Daniel Roseberry, the 33-year-old Texan that’s newly installed at the helm of Schiaparelli, has said of his new post to The New York Times’s Vanessa Friedman: “I wanted to respond by embracing the joy of fashion while keeping it real, because fashion is essentially a service profession. This was my proposal for the brand: ‘No nostalgia. No lips. No hands.’” (And noticeably, no lobsters.)
The collection was striking, even though, as Friedman pointed out in her review, “it was his first show as an artistic director, he had never worked with a couture atelier before, even though he had only two months to put it together, even though he does not speak French, and even though he was the first American at the head of a French couture house in the modern era.”
This triumph flies in the face of conventional wisdom - that one’s experience, nationality, knowledge, or “familiarity with the codes” really matters. That’s the old way.
For example, why keep lobsters, just to respect the heritage of the house, if lobsters don’t resonate with modern women? (Well, perhaps a pre-A Star is Born Lady Gaga, but that’s just showmanship.)

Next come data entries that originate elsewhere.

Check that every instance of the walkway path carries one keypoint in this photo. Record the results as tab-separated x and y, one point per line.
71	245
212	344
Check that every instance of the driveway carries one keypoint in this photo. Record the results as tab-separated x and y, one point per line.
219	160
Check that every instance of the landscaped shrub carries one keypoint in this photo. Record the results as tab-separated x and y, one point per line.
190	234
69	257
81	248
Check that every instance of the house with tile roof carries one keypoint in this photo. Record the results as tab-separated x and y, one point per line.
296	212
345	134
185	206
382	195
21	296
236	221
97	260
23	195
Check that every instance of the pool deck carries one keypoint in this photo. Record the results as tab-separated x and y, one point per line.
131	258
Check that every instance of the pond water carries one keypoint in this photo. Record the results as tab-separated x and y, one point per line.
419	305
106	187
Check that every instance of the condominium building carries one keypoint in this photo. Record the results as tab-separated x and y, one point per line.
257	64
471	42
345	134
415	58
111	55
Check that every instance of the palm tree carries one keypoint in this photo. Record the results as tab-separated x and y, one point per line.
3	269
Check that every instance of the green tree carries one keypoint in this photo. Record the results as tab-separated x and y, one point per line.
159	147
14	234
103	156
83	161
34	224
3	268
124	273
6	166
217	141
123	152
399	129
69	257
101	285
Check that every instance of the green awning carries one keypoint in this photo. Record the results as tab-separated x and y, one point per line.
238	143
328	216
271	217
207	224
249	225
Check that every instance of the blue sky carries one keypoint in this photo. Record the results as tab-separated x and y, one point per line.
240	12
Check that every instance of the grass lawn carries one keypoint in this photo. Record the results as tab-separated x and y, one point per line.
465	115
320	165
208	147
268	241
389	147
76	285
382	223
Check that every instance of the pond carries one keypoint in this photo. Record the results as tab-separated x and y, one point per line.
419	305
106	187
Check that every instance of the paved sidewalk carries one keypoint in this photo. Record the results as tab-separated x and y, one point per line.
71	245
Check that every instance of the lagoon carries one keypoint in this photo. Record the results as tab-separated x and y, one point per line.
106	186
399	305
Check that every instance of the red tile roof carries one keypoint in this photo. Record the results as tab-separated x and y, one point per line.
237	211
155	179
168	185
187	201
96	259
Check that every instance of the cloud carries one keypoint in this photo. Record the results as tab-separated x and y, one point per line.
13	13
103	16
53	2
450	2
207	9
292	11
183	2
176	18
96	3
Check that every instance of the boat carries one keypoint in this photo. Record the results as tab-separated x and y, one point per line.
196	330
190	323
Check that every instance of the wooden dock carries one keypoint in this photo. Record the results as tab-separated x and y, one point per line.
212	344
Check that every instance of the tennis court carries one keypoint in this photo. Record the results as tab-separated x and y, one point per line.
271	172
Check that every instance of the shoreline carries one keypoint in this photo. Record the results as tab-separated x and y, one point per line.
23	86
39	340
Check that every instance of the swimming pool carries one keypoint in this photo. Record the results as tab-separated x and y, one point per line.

The silhouettes were beautifully surreal, grand, and glamorous in way one imagines that Elsa would have loved. There were sharp contrasts of beautiful off-the-shoulder billowy sleeves atop pencil-silhouettes, and many dazzling bejewelled accents. Perhaps Roseberry, the “unknown” millennial from Texas will put Schiaparelli, and himself, more firmly on the map.
This successful couture collection taps into a wider societal question, especially while we increasingly reconsider what makes someone qualified to do a job. Whether political, such as the claims against Alexandria Ocasio-Cortez not being qualified for Congress for a number of superficial reasons, or in fashion, where we love to say things like "women design best for other women”, when there is no basis to this claim. It’s not about gender, age, or origin. It’s simply about merit, emotion, and authenticity. That’s the millennial way.